Heyns aponta que o alvo de um robô não tem a opção de apelar por clemência como poderia ter se uma pessoa estivesse atrás da arma. Seria como ser exterminado. Drones movidos por controle remoto já dão pouca oportunidade de haver tais apelos. Mas esses pelo menos têm um operador humano, apesar de distante, que pode fazer julgamentos éticos. “A esperança de um julgamento humano não está totalmente ausente”, diz Heyns. “E a esperança é parte de uma vida digna.” Ele se preocupa com o que chama de “despersonalização da força”. Em um relatório de 2013 à ONU, Heyns alertou que “máquinas de guerra incansáveis, prontas para o ataque ao apertar de um botão”, poderiam levar a um futuro de conflito permanente. Se os governos não têm que pôr a mão na lama, entrar em guerra pode ficar fácil demais. Mesmo em cenários onde máquinas lutam com máquinas, danos colaterais significativos poderiam destruir a infraestrutura de uma nação. E, uma vez que o número de casualidades será mais baixo, as guerras poderão continuar por períodos maiores, impedindo a reconstrução dos territórios envolvidos.

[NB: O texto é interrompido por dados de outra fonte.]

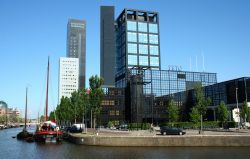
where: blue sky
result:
[0,0,250,118]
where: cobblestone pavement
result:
[71,129,250,136]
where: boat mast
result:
[24,87,28,130]
[45,57,49,121]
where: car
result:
[118,124,128,131]
[69,124,85,133]
[160,126,186,135]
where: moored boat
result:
[34,121,63,142]
[34,58,63,142]
[16,87,33,140]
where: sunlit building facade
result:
[58,57,79,103]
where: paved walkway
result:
[69,129,250,136]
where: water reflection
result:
[0,128,250,159]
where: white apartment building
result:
[58,57,79,103]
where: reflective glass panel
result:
[128,43,137,54]
[139,44,148,54]
[128,32,137,42]
[149,34,158,44]
[138,33,148,43]
[128,55,137,65]
[148,24,158,33]
[149,45,159,55]
[138,22,148,32]
[127,21,136,31]
[139,56,148,66]
[150,56,159,66]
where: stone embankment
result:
[68,130,250,147]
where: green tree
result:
[167,99,179,122]
[49,111,56,121]
[89,75,104,128]
[217,101,228,127]
[189,107,200,127]
[194,83,211,131]
[56,97,75,125]
[40,115,45,122]
[70,90,83,123]
[240,101,250,122]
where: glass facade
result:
[139,44,148,55]
[149,45,159,55]
[139,56,148,66]
[127,21,137,31]
[130,69,217,96]
[128,43,137,54]
[128,55,137,65]
[148,24,158,33]
[138,33,148,43]
[128,32,137,42]
[150,56,159,66]
[149,34,158,44]
[115,9,161,87]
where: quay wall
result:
[68,134,250,147]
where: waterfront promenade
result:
[69,129,250,147]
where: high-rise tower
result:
[67,19,86,88]
[100,6,115,86]
[116,9,161,87]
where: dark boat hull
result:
[34,131,62,143]
[17,131,33,140]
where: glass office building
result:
[116,9,161,87]
[67,19,86,89]
[129,68,217,96]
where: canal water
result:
[0,128,250,159]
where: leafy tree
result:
[189,107,200,127]
[217,101,228,126]
[167,99,179,122]
[194,83,211,131]
[89,75,104,128]
[70,90,83,123]
[56,97,75,123]
[40,115,45,121]
[240,101,250,122]
[49,111,56,121]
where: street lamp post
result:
[235,87,240,129]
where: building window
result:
[150,56,159,66]
[128,43,137,54]
[148,24,158,33]
[149,45,159,55]
[138,22,148,32]
[127,21,137,31]
[128,55,137,65]
[128,32,137,42]
[139,56,148,66]
[109,110,115,116]
[149,34,158,44]
[115,110,120,116]
[139,44,148,54]
[138,33,148,43]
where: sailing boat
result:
[34,58,63,142]
[17,87,33,140]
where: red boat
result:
[34,58,63,142]
[34,121,63,142]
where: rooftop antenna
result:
[195,55,198,72]
[201,51,205,72]
[189,57,192,72]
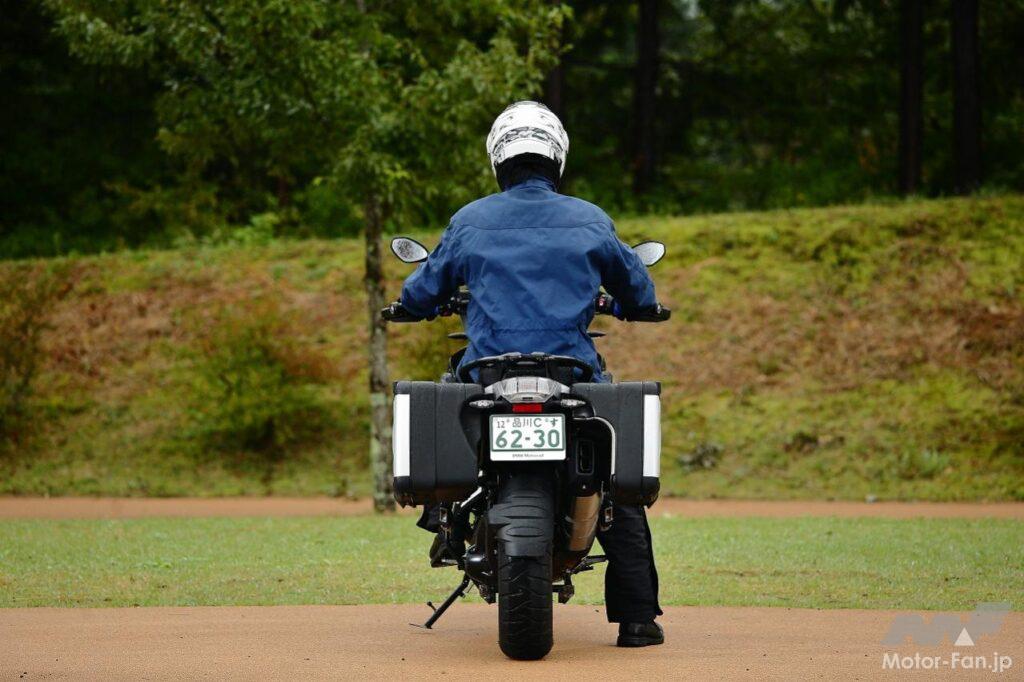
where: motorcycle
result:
[381,238,671,659]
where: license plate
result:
[490,415,565,462]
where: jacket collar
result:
[506,175,555,191]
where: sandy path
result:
[0,604,1024,680]
[0,497,1024,519]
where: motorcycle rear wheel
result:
[498,545,554,660]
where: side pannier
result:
[392,381,481,507]
[572,381,662,506]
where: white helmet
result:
[487,99,569,176]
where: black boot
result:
[616,621,665,646]
[430,532,459,568]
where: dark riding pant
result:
[597,505,662,623]
[417,497,662,623]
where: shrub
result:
[0,260,71,441]
[188,299,336,461]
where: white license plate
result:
[490,415,565,462]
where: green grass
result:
[0,196,1024,500]
[0,516,1024,609]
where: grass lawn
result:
[0,196,1024,501]
[0,516,1024,615]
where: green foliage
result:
[0,264,71,445]
[184,300,336,461]
[37,0,564,236]
[0,196,1024,500]
[0,0,1024,257]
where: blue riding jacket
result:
[401,177,656,381]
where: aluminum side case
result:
[392,381,482,507]
[572,381,662,507]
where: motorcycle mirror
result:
[633,242,666,267]
[391,237,430,263]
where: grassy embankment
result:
[0,197,1024,497]
[0,516,1024,606]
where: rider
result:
[393,101,665,646]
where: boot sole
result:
[615,637,665,647]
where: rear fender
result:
[487,472,555,557]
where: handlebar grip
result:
[626,303,672,322]
[381,301,422,323]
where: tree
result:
[633,0,659,194]
[952,0,981,194]
[544,0,565,119]
[47,0,564,510]
[898,0,925,195]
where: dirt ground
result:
[0,604,1024,680]
[0,497,1024,519]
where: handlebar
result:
[381,291,672,323]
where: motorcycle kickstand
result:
[409,576,469,630]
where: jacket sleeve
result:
[401,225,463,317]
[601,224,657,311]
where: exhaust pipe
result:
[569,493,601,552]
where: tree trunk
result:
[952,0,981,195]
[362,198,394,512]
[899,0,925,195]
[544,57,565,119]
[544,0,565,119]
[633,0,659,194]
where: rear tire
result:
[498,543,554,660]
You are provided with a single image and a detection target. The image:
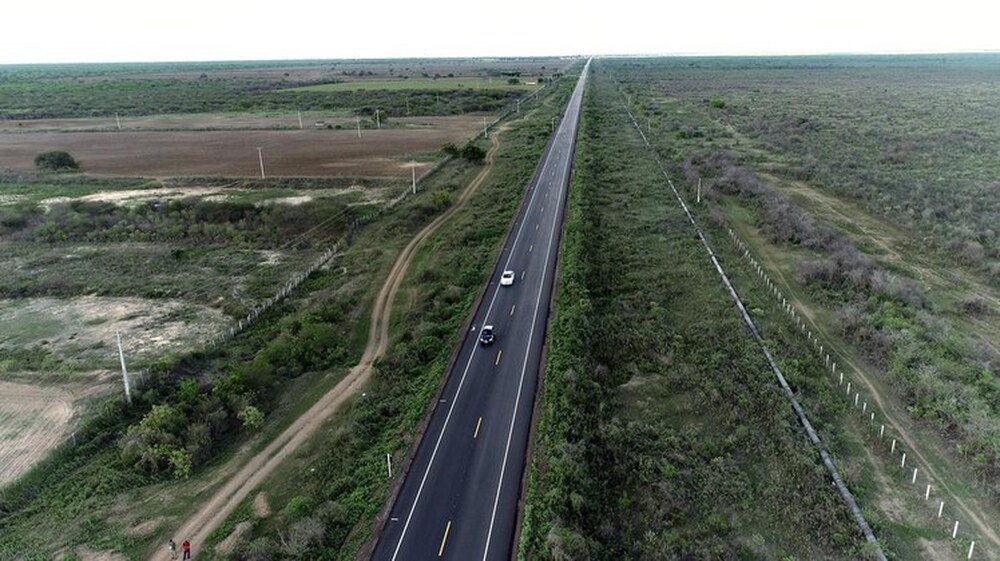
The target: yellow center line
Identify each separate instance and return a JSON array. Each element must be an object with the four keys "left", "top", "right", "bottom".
[{"left": 438, "top": 520, "right": 451, "bottom": 557}]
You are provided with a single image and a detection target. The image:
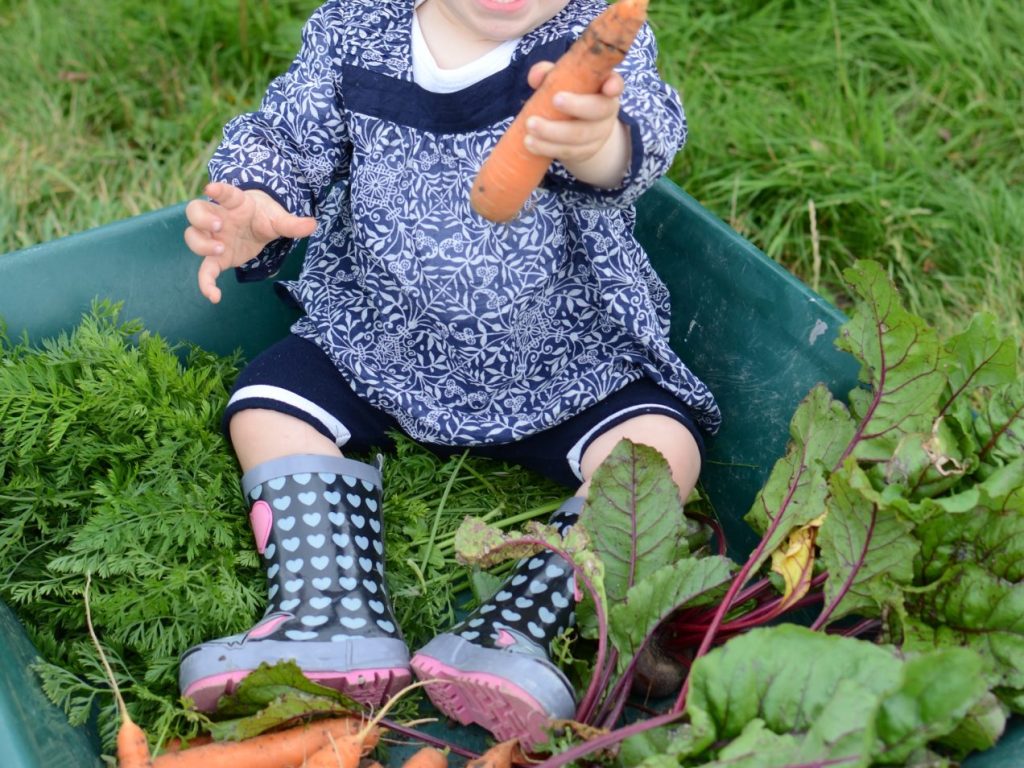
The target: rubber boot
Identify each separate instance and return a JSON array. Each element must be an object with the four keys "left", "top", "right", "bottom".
[
  {"left": 179, "top": 455, "right": 412, "bottom": 712},
  {"left": 411, "top": 497, "right": 583, "bottom": 748}
]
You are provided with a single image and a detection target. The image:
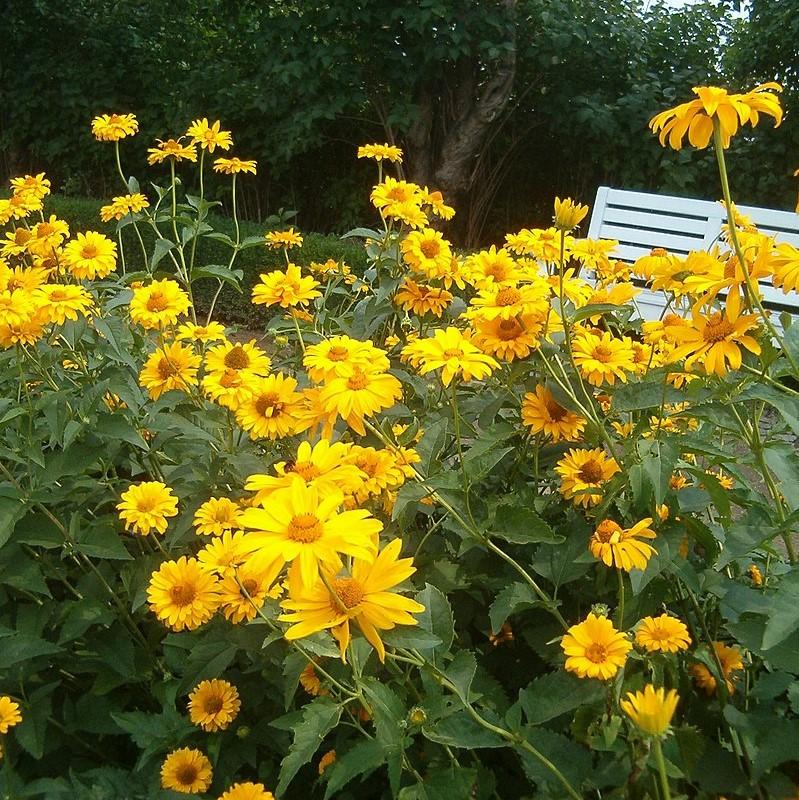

O medo de despersonalizar a guerra convenceu alguns de que robôs armados deveriam ser vetados. “Pessoas morrem em guerras”, diz o congressista norte-americano Jim McGovern. “Não deveríamos jamais chegar ao ponto de esquecer quão horrível isso é.” Preocupado com a possibilidade de que nações tecnologicamente avançadas es­tejam se distanciando da realida­de da guerra, McGovern quer que os Estados Unidos assumam a li­derança da proibição de armas autônomas. “As pessoas deveriam estar preocupadas com o impacto de bombardeios, de ataques de drones.” diz. “Ao tirar o fator humano dessa equação, você dessensibiliza as pessoas. Quero que elas saibam que a guerra é horrível e feia.” No ano passado, McGovern organizou um briefing para políticos dos Estados Unidos feito pelos membros da Campanha para Deter Os Robôs Assassinos – uma dádiva para Noel Sharkey, um dos líderes da campanha, que vem tentando chamar a atenção internacional para a questão há quase uma década.
Sharkey é um especialista em inteligência artificial e robótica da Universidade de Sheffield, Reino Unido. Um motivador-chave de seu esforço de campanha é o seu conhecimento das deficiências da tecnologia atual. Enquanto Arkin está interessado na tecnologia da próxima geração, Sharkey preocupa-se com o presente. “Um cálculo só vale o que valem os dados que são postos nele”, diz Mariner, da Anistia Internacional. Será que um drone pode distinguir entre um taxista com barba e um membro do Talibã com barba? “Não há um computador perfeito que consiga fazer essa avaliação”, diz ela.